How to utilize Temporal resource efficiently while not overwhelming the system in long sleep() case

Hi I want to get some advice on how to utilize the Temporal resource at maximum while not overwhelming the system in below scenario:

Our use case is to send Emails to users, and each Email campaign can target millions of users, we’re going to create a workflow execution per campaign & user, in this workflow,

  1. We first check if now is a good time to send to this user, this is done by determining the next optimal send time with a bunch of data points fetched from other services.

  2. Then we calculate max(0, optimal send time - current timestamp) as the sleep duration, this sleep duration can be up to 24h.

  3. When the sleep duration is 0, we perform other checks (activities) and eventually send the Email.
    → Additional throttle can happen in the middle.

  4. Otherwise, the workflow execution sleeps for that duration and start from #1 again to fetch the optimal send time.
    → This wake up & re-execution can happen a few times until it reaches the max duration.

Let’s say with the provisioned resource our Temporal cluster can only handle roughly 1k concurrent workflow executions (this is not a strict limitation, but more of an estimate based on # of state transitions per workflow execution), and there are 2 Email campaigns, then each campaign can have 500 concurrent workflow executions as their quota.

Intuitively, we can record the current number of workflow executions per campaign in some data store, check the count before starting any new executions, and only start a new one (& incr the count) when the count is < 500, decr the count when the email is sent out.

However, this is not efficient because sleep is not consuming resources, ideally if 250 executions are in sleep state, we want to start another 250 executions instead of waiting for that 250 to finish first.

So here are a couple of thoughts:

  • Have some way to ‘release’ the quota when the workflow execution enters a ‘sleep’ state.

    • When it wakes up, does it need to re-acquire quota? Although we can add some jitter to prevent executions from being waked up at the same time, there could still be millions (up to hundreds of millions) of executions concurrently running in the system.
  • Let Temporal return the count of non-sleeping executions.

    • This would be better instead of us keeping the count in an external store, but I don’t think it’s available?
  • Use QPS instead of absolute count.

    • New executions can still be started, but the concern is similar to the first one as there could be a large amount of workflow executions running in the system.

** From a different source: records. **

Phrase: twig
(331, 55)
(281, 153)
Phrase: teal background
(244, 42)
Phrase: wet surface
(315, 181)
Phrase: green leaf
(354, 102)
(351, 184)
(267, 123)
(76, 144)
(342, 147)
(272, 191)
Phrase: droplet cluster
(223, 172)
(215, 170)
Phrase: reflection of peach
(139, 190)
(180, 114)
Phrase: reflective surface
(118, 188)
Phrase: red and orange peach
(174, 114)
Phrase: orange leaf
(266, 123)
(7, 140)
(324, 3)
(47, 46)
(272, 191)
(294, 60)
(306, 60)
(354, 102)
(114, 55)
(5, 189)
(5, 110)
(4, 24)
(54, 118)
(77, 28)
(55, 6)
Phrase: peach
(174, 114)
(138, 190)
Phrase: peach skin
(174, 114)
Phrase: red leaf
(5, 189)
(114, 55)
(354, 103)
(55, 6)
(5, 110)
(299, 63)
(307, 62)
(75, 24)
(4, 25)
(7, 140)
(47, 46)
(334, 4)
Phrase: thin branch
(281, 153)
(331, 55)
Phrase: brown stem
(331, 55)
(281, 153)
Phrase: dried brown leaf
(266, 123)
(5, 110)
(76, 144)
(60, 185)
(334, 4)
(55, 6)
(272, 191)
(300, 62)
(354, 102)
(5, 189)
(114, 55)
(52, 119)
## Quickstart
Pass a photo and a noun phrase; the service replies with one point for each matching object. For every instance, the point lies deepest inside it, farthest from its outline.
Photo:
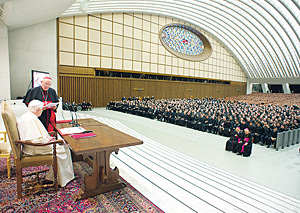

Additional note here is that we’re also evaluating Cloud migration, will any of those concerns no longer be a problem if we migrate to Cloud?

Any suggestion on this kind of scenario? Thanks in advance!

IMHO, you are overthinking this. The scale of a Temporal cluster is proportional to the number of actions to be executed per second. The number of open workflows doesn’t really matter, assuming that they fit into the DB disk.

Temporal has protections against too many timers scheduled at the same time. But ideally, you want to spread them out. So avoid situations when millions of workflows schedule a timer to wake up at exactly the same moment. Otherwise, it should just work.

Yes our goal is to limit the number of actions / second, the reason we limit ‘# of open workflow’ is because that’s easier to control.

In our case, the traffic is dynamic and unpredictable, our cluster is provisioned with the size that works for avg load but not peak load for cost reasons.

For example, the cluster can handle 50k actions /sec with no issues, but in case of a large email send, theoretically there could be 100M workflows waken up within 10min (with some jitter), which is 167k qps, wouldn’t that cause a trouble to the cluster?